So einfach ist es nicht...

Fangen wir mal (für D) mit der STVO an:

§1 Grundregeln

(1) Die Teilnahme am Straßenverkehr erfordert ständige Vorsicht und gegenseitige Rücksicht.

(2) Jeder Verkehrsteilnehmer hat sich so zu verhalten, daß kein Anderer geschädigt, gefährdet oder mehr, als nach den Umständen unvermeidbar, behindert oder belästigt wird.



Wenn sonst nix geregelt ist, ist die Basis der Auslegung der Situation § 1 StVO, hier vor allem § 1 Abs. 2 StVO.

Dann kommt ein weiterer Grundsatz ins Spiel:
§3 Geschwindigkeit

(1) Der Fahrzeugführer darf nur so schnell fahren, daß er sein Fahrzeug ständig beherrscht. Er hat seine Geschwindigkeit insbesondere den Straßen-, Verkehrs-, Sicht- und Wetterverhältnissen sowie seinen persönlichen Fähigkeiten und den Eigenschaften von Fahrzeug und Ladung anzupassen.


Das kann auch bedeuten, dass bei Unbeherrschbarkeit der Situation (Schnee- und Eisglätte auf 2 Rädern) überhaupt nicht zu fahren ist.
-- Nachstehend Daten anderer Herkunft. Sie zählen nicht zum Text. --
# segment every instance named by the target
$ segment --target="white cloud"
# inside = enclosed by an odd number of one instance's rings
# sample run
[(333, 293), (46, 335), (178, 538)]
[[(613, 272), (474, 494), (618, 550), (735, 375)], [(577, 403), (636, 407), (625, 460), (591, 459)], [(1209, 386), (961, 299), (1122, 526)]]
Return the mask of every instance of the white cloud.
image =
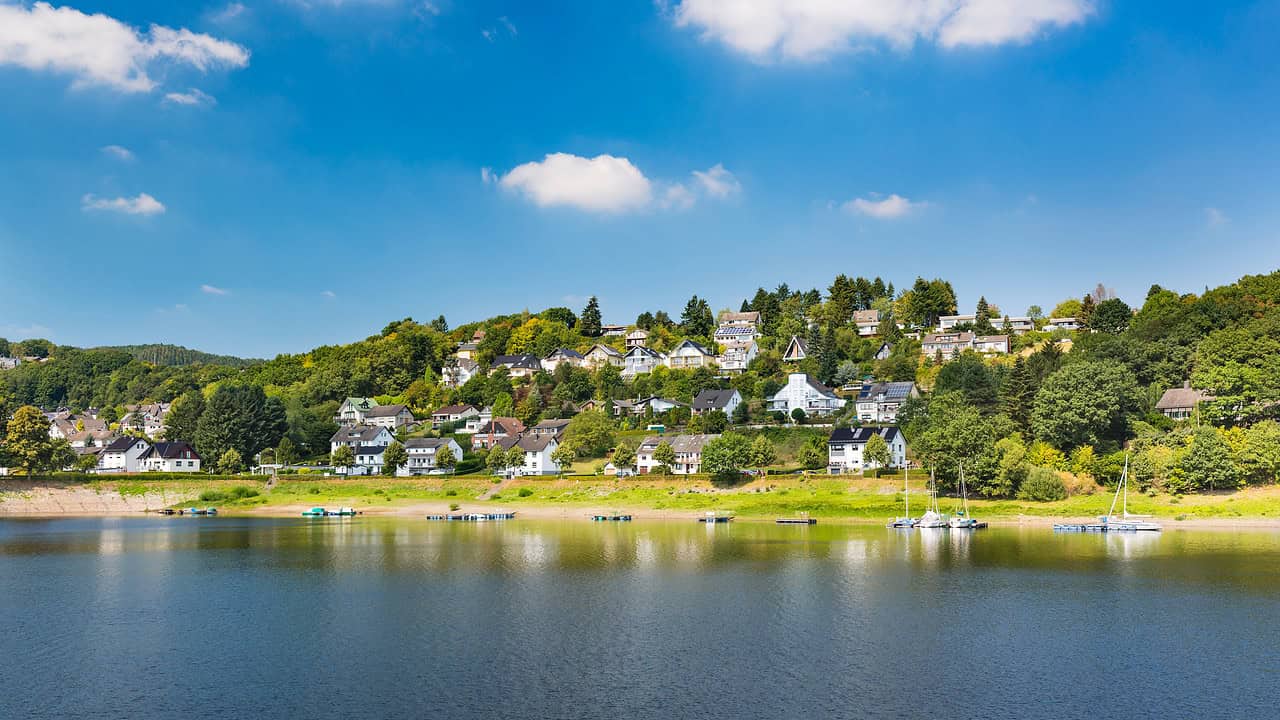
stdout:
[(881, 197), (878, 195), (872, 195), (870, 197), (855, 197), (849, 202), (841, 205), (845, 210), (850, 213), (858, 213), (860, 215), (868, 215), (870, 218), (877, 218), (879, 220), (893, 220), (906, 214), (922, 208), (924, 202), (913, 202), (901, 195), (890, 195), (888, 197)]
[(248, 50), (216, 37), (152, 24), (147, 32), (101, 13), (74, 8), (0, 4), (0, 65), (52, 70), (74, 78), (73, 86), (105, 86), (148, 92), (156, 64), (183, 64), (200, 72), (243, 68)]
[(524, 193), (540, 208), (567, 205), (596, 213), (639, 210), (653, 200), (653, 183), (626, 158), (580, 158), (552, 152), (503, 176), (502, 187)]
[(756, 60), (817, 60), (878, 44), (1029, 42), (1093, 13), (1093, 0), (681, 0), (672, 18)]
[(165, 102), (173, 102), (174, 105), (216, 105), (218, 100), (212, 95), (200, 90), (198, 87), (192, 87), (187, 92), (168, 92), (164, 96)]
[(109, 210), (124, 213), (125, 215), (159, 215), (164, 213), (164, 205), (146, 192), (137, 197), (97, 197), (86, 195), (81, 199), (81, 208), (84, 210)]
[(709, 170), (694, 170), (694, 177), (701, 183), (703, 190), (713, 197), (728, 197), (742, 191), (742, 184), (737, 182), (733, 173), (724, 169), (724, 165), (716, 163)]
[(116, 160), (124, 160), (124, 161), (133, 160), (133, 151), (120, 145), (108, 145), (102, 147), (102, 152), (105, 155), (115, 158)]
Machen wir uns doch nix vor; auf Eis ist ein 2Rad auch mit Ketten kaum mehr beherrschbar, Bremsen geht doch dann oft genug nur noch über Ablegen der Karre.

Und jetzt kommen wir zu der Versicherungsproblematik, die bei Bewertung eines Schadensersatzanspruchs o. g. Grundsätze der StVO, die ja auch nix anderes sind, als der gesunde Menschenverstand, zu Grunde legen. Spätestens bei

§ 254 BGB
Mitverschulden(1) Hat bei der Entstehung des Schadens ein Verschulden des Beschädigten mitgewirkt, so hängt die Verpflichtung zum Ersatz sowie der Umfang des zu leistenden Ersatzes von den Umständen, insbesondere davon ab, inwieweit der Schaden vorwiegend von dem einen oder dem anderen Teil verursacht worden ist.



hat der Spaß ein Loch, denn das bewußte Außerachtlassen der im Verkehr erforderlichen Sorgfalt (ist so ungefähr Verschulden) haftet man selbst für seinen und andere Schäden mit (jetzt vereinfacht ausgedrückt). Und wer bei Schnee- und Eis egal ob mit oder ohne Winterreifen auf dem 2Rad sitzt und beim Wegrutschen einen Fußgänger umsäbelt, der wird auch wenn der Auslöser des Unfalls ein drittes Fahrzeug war, ganz interessante Diskussionen mit seiner Versicherung führen.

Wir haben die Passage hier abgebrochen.